Le premier anniversaire du meurtre du professeur de français Samuel Paty par un terroriste fait la couverture des principaux journaux français ce vendredi (15). Dans tout le pays, les écoles organisent une journée de réflexion, avant une journée nationale de distinction, le samedi (16).

Le premier anniversaire du meurtre du professeur de français Samuel Paty par un terroriste fait la couverture des principaux journaux français ce vendredi (15). Dans tout le pays, les écoles organisent une journée de réflexion, avant une journée nationale de distinction, le samedi (16).

« Continuer » est le titre de la couverture du journal Sortie, illustré d’une photo d’élèves et d’enseignants tenant des roses blanches et d’une image de Samuel Paty. Le quotidien affirme qu’un an après sa décapitation par un islamiste radical, les éducateurs sont toujours confrontés au dilemme de savoir comment aborder la question de la laïcité en classe, le principe qui sépare l’État de la religion.

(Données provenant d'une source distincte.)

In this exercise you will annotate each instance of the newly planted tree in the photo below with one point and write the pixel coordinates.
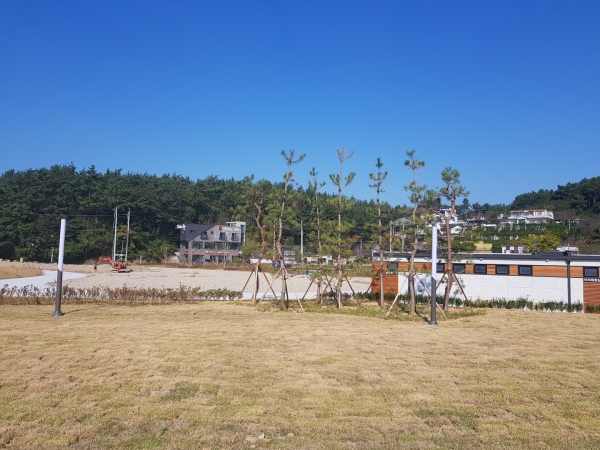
(288, 178)
(450, 191)
(341, 182)
(314, 185)
(378, 180)
(417, 193)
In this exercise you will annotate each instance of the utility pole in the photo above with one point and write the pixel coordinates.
(61, 255)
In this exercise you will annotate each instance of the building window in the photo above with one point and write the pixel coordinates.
(480, 269)
(501, 270)
(525, 271)
(458, 268)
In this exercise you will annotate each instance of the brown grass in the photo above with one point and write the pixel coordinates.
(213, 375)
(18, 271)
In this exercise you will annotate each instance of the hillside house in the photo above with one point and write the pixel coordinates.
(527, 216)
(211, 243)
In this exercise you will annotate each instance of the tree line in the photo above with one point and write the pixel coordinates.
(33, 201)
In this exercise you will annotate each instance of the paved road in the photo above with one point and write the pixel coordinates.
(41, 281)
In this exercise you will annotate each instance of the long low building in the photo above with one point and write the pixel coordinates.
(547, 276)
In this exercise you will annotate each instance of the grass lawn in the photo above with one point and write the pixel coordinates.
(219, 375)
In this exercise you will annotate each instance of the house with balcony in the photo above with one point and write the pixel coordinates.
(527, 216)
(211, 243)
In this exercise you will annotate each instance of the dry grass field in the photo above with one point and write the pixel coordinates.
(218, 375)
(18, 271)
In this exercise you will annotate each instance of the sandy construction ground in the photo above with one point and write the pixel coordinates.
(174, 278)
(160, 277)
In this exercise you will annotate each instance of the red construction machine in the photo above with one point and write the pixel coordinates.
(119, 266)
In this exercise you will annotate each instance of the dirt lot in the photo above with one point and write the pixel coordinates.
(174, 278)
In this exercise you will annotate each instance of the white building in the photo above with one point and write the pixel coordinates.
(544, 277)
(527, 216)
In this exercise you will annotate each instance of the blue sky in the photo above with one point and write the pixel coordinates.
(506, 92)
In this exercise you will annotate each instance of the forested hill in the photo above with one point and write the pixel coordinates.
(582, 198)
(33, 201)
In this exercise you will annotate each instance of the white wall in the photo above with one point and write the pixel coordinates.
(488, 287)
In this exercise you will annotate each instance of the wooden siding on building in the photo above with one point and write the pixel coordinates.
(390, 284)
(550, 271)
(576, 272)
(591, 293)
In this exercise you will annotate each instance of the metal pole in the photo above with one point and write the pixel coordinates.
(115, 238)
(127, 244)
(61, 255)
(433, 320)
(302, 244)
(568, 283)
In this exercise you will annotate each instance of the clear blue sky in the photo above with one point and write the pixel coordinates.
(507, 92)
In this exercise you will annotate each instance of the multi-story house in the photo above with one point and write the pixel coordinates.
(211, 243)
(527, 216)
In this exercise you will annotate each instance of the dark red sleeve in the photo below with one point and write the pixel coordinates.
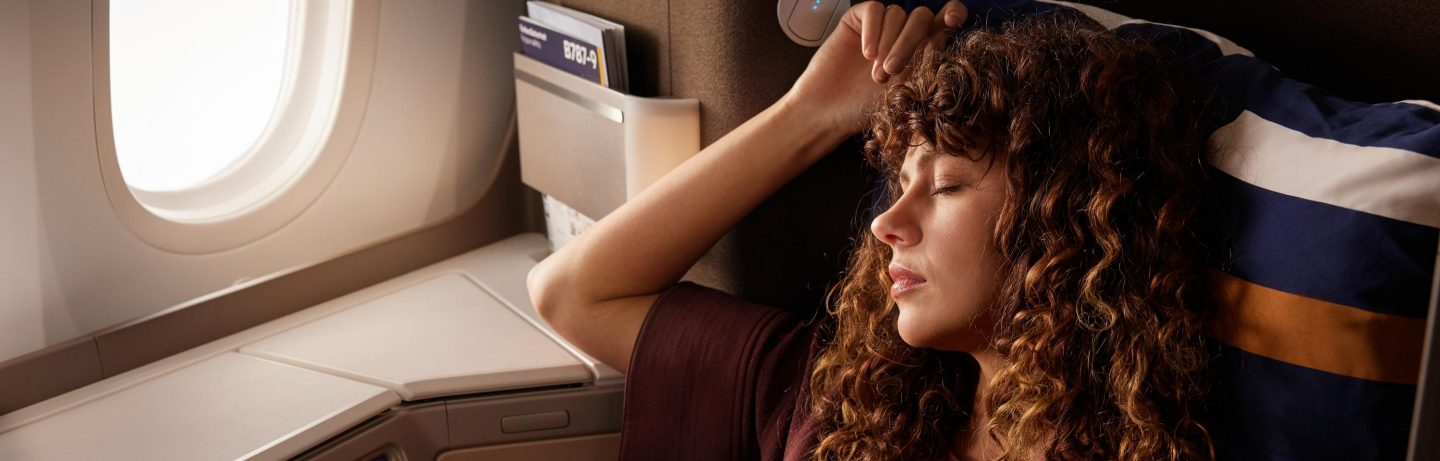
(713, 378)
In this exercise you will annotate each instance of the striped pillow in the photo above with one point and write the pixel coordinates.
(1332, 221)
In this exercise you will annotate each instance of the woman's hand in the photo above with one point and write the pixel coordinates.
(870, 48)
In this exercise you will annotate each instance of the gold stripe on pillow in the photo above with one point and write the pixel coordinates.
(1316, 334)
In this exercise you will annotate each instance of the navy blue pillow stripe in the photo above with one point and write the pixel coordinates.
(1269, 409)
(1322, 251)
(1298, 105)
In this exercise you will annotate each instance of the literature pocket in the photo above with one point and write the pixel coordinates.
(594, 147)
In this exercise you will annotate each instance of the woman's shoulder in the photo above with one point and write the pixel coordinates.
(727, 370)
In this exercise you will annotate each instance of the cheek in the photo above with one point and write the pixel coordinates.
(965, 267)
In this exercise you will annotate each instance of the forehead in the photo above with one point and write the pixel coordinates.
(919, 156)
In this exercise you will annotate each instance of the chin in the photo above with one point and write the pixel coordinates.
(913, 332)
(930, 333)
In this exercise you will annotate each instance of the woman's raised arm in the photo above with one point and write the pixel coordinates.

Samuel Paty a été tué le 16 octobre 2020, près du Collège du Bois d’Aulne, où il enseignait l’histoire et la géographie à Conflans-Sainte-Honorine, en région parisienne. Le crime est survenu après une polémique suscitée par les conférences sur la liberté d’expression données par le professeur. En eux, Samuel Paty affichait des caricatures du prophète Mohammed publié par le journal satirique français Charlie Hebdo. En 2015, la rédaction de la publication a été la cible d’un attentat terroriste, faisant 12 morts.

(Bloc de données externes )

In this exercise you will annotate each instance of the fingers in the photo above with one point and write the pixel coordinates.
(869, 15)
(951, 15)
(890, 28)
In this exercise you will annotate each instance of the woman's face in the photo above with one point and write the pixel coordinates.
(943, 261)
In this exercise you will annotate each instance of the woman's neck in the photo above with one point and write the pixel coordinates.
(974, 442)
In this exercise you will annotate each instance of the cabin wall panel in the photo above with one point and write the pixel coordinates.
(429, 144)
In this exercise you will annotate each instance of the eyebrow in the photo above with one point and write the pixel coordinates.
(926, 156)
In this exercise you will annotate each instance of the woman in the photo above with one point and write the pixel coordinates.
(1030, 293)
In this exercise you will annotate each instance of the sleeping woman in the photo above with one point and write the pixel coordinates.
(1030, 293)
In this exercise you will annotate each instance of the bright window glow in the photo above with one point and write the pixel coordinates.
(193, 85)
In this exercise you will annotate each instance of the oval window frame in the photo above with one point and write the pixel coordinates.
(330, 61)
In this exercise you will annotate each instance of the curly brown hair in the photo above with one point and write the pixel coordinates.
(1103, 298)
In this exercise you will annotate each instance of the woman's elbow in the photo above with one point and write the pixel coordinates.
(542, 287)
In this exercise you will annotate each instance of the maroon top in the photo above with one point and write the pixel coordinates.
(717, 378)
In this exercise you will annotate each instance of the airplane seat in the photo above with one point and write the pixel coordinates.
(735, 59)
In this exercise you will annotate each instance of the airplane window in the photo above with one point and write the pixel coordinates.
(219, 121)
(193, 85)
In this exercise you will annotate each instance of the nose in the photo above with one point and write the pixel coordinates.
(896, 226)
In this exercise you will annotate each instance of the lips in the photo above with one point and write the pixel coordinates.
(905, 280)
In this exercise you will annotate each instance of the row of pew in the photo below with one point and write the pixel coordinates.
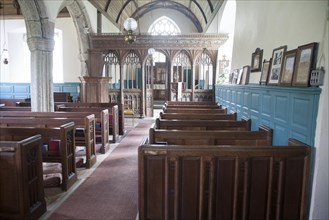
(41, 149)
(200, 162)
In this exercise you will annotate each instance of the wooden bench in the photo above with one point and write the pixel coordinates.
(195, 110)
(86, 122)
(223, 182)
(191, 116)
(263, 136)
(244, 124)
(65, 155)
(21, 181)
(119, 113)
(111, 121)
(178, 103)
(201, 105)
(14, 108)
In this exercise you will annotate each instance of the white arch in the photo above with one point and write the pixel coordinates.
(164, 26)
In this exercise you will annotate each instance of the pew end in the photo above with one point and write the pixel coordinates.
(21, 182)
(223, 182)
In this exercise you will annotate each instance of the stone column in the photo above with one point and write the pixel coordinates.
(42, 98)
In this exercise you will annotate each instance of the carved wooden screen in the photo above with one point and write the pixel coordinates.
(203, 72)
(111, 68)
(132, 72)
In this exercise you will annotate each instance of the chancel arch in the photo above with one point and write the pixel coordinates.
(136, 79)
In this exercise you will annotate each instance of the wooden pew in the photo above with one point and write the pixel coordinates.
(66, 154)
(223, 182)
(178, 103)
(21, 181)
(111, 121)
(195, 110)
(201, 105)
(191, 116)
(244, 124)
(55, 119)
(120, 109)
(14, 108)
(263, 136)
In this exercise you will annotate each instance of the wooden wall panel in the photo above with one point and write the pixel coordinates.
(290, 111)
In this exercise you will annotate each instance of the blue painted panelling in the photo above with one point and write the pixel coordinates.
(266, 105)
(22, 90)
(281, 112)
(280, 133)
(290, 111)
(14, 90)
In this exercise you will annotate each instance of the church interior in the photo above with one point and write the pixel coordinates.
(164, 109)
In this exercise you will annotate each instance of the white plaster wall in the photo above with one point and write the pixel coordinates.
(185, 25)
(15, 70)
(108, 27)
(71, 62)
(92, 13)
(270, 24)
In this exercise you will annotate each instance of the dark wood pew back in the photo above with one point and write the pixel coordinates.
(21, 179)
(191, 116)
(223, 182)
(176, 124)
(199, 105)
(55, 119)
(15, 108)
(66, 156)
(195, 110)
(263, 137)
(112, 120)
(103, 105)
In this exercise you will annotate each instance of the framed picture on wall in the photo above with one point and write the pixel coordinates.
(275, 70)
(256, 60)
(265, 72)
(239, 79)
(245, 75)
(304, 64)
(288, 67)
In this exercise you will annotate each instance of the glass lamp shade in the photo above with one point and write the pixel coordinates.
(151, 51)
(5, 56)
(130, 24)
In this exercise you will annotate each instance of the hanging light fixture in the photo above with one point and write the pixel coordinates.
(130, 26)
(4, 54)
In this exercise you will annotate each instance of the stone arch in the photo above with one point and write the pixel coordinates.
(36, 20)
(82, 24)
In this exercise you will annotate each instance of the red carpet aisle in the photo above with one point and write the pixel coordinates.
(111, 191)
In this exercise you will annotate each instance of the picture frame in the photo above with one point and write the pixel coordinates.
(304, 64)
(265, 72)
(256, 60)
(276, 65)
(239, 79)
(235, 76)
(245, 75)
(288, 67)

« Samuel Paty : la France reste en état de choc », imprime le journal Le Figaro dans le titre de votre couverture. Le journal rappelle les circonstances qui ont précédé le meurtre, lorsque l’enseignant a été menacé par le père d’un élève, a vu son adresse et son numéro de téléphone portable divulgués dans une vidéo sur les réseaux sociaux exigeant sa démission, et a été convoqué par la police pour payer des éclaircissements. Quatre jours plus tard, « un réfugié russe radicalisé a décapité le professeur et posté la photo du crime sur Twitter », se souvient-il. Le Figaro.

Les héritiers de Samuel Paty

Le reportage du journal Le Parisien il s’est rendu dans certaines écoles françaises pour parler à des enseignants qui se considèrent comme « les héritiers de Samuel Paty ». Un éducateur a déclaré au quotidien que le 16 octobre « c’est comme le 11 septembre pour les éducateurs en France ». Alors que certains disent qu’ils continuent d’enseigner la liberté d’expression et d’afficher des caricatures de Mahomet comme une forme de résistance, d’autres admettent s’autocensurer, craignant de partager le sort de Samuel Paty.

En rédaction, Le Parisien il justifie le choix, notant qu' »il y a un an, les enseignants ont réalisé non seulement qu’ils étaient en première ligne contre l’extrémisme islamique, mais qu’ils pouvaient aussi payer de leur vie une initiative pédagogique mal calibrée ».

le journal 20 minutes approches le traumatisme de cet incident pour les enfants et adolescents qui étudient à l’école où enseignait Samuel Paty. Dans une interview avec le journal, la mère d’un élève dit que les récents hommages liés au premier anniversaire de la mort de l’enseignant ont fait de nouveau des cauchemars à son fils. « Nous aimerions surmonter cette histoire, avoue-t-il.

Chez certains étudiants, le sujet est devenu tabou, dit-il 20 minutes. « C’est triste d’en parler, on préfère parler des honneurs », déclare un garçon. Un autre jeune homme affirme connaître des collègues qui, le jour de la décapitation, ont dit au terroriste qui était Samuel Paty en échange de 150 euros. « Le genre se demande ce qui va leur arriver », dit-il. Cinq anciens élèves du Colegio do Bois d’Aulne ont été inculpés pour avoir aidé le meurtrier. Deux d’entre eux seront jugés et pourraient être condamnés à vingt ans de prison.